Mi impegno, pertanto,  a far sì che opere fortemente impattanti e potenzialmente molto pericolose come il megagasdotto "Rete Adriatica" e la centrale di compressione e spinta della Snam prevista a Sulmona, non vengano realizzate in territori altamente sismici e di grande qualità ambientale quali sono quelli dell'Appennino. Uno dei primi atti, se sarò eletto al Parlamento, sarà quello di riproporre l'approvazione della risoluzione che impegna il governo a disporre la modifica del tracciato e ad individuare una soluzione alternativa, al di fuori della dorsale appenninica. Mi impegno ad impedire la modifica dell'art.117 della Costituzione, modifica che vorrebbe riservare esclusivamente allo Stato materie finora sottoposte alla potestà concorrente di Stato e Regioni, tra le quali la produzione, il trasporto e la distribuzione dell'energia. Qualora ciò avvenisse le comunità locali verrebbero espropriate di ogni possibilità di controllo in merito a decisioni che sono fondamentali per la vita delle comunità stesse. Mi impegno a contrastare in ogni caso, e con determinazione, scelte politiche tese a favorire gli interessi dei poteri forti rispetto ai diritti costituzionali dei cittadini e del territorio”.
Sulmona, 12/02/2013


           Comitati cittadini per l’ambiente

VERINI AI COMITATI NO TUBO: “INSIEME ABBIAMO OTTENUTO RISULTATI IMPORTANTI, IN PARLAMENTO CONTINUERA’ L’IMPEGNO DE PD”

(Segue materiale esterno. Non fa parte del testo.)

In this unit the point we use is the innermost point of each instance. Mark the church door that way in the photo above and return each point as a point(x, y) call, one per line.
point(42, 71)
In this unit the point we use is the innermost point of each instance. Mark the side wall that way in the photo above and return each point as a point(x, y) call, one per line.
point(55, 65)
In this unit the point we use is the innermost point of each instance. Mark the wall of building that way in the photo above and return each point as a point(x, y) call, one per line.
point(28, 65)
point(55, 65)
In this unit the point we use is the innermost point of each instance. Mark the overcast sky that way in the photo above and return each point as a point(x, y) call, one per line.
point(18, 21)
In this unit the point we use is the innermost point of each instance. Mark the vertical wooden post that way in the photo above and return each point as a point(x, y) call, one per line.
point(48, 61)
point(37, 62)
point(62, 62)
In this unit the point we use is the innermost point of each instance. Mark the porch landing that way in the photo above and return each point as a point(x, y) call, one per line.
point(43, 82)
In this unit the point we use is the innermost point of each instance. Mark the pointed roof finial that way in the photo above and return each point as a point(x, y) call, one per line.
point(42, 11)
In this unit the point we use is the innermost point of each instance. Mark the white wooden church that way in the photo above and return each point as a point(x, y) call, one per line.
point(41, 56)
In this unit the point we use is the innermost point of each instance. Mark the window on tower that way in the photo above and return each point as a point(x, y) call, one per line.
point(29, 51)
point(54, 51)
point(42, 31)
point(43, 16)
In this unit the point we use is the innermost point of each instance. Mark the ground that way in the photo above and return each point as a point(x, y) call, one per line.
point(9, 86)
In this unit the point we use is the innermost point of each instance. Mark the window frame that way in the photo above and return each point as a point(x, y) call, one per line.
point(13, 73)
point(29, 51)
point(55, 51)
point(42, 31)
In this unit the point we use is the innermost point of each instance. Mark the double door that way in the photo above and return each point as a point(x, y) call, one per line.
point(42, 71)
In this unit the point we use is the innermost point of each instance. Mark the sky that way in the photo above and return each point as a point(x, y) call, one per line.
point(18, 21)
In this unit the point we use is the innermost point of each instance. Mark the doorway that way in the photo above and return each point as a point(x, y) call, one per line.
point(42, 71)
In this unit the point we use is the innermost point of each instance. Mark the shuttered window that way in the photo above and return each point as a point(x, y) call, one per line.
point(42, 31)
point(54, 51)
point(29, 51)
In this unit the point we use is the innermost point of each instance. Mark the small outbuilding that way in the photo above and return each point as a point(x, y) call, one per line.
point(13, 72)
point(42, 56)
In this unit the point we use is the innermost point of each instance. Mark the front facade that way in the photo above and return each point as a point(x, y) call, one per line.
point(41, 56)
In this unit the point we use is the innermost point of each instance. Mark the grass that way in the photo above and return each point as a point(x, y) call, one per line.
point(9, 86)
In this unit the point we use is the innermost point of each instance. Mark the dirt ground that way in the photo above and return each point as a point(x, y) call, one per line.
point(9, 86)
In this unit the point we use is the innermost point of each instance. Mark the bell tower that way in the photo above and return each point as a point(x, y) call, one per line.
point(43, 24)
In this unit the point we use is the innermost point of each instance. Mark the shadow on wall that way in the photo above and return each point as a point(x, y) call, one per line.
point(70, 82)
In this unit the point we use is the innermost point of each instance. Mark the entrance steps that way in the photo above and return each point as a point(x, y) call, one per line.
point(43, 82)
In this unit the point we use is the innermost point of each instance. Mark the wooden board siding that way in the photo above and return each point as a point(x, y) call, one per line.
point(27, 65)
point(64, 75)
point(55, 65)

“In questi anni abbiamo combattuto insieme battaglie positive e tenaci, per evitare che il previsto tracciato del progetto Snam Brindisi-Minerbio arrechi irreparabili danni all'ambiente, all'ecosistema, per evitare che attraversi zone ad alta sismicità zone di pregio e di interesse comunitario. Abbiamo ottenuto risultati importanti: il pronunciamento di Consigli Regionali, provinciali e comunali, le mobilitazioni hanno consentito anche al Parlamento di pronunciarsi inequivocabilmente. Su iniziativa del sottoscritto e di altri deputati Pd (Giovanni Lolli, Raffaella Mariani e il compianto Massimo Vannucci) la Camera ha approvato all'unanimità, in Commissione Ambiente, un giudizio negativo sul progetto, ha chiesto la modifica del tracciato ed ha impegnato il Governo, in aula,  a convocare un tavolo serio prima di ogni ulteriore passo.
Su questa linea intendiamo procedere. Dopo la mia prima legislatura sono candidato in Umbria, la mia regione, alla Camera. Sono candidato per il mio partito, il Pd e se sarò rieletto mi impegno a proseguire su questa strada. Con tenacia, lealtà, come è avvenuto in questi anni, e con la volontà di costruire alleanze positive con tutte le forze e le istituzioni nazionali e locali, per evitare anche all'Umbria, oltre che agli altri territori interessati, questo grave danno”.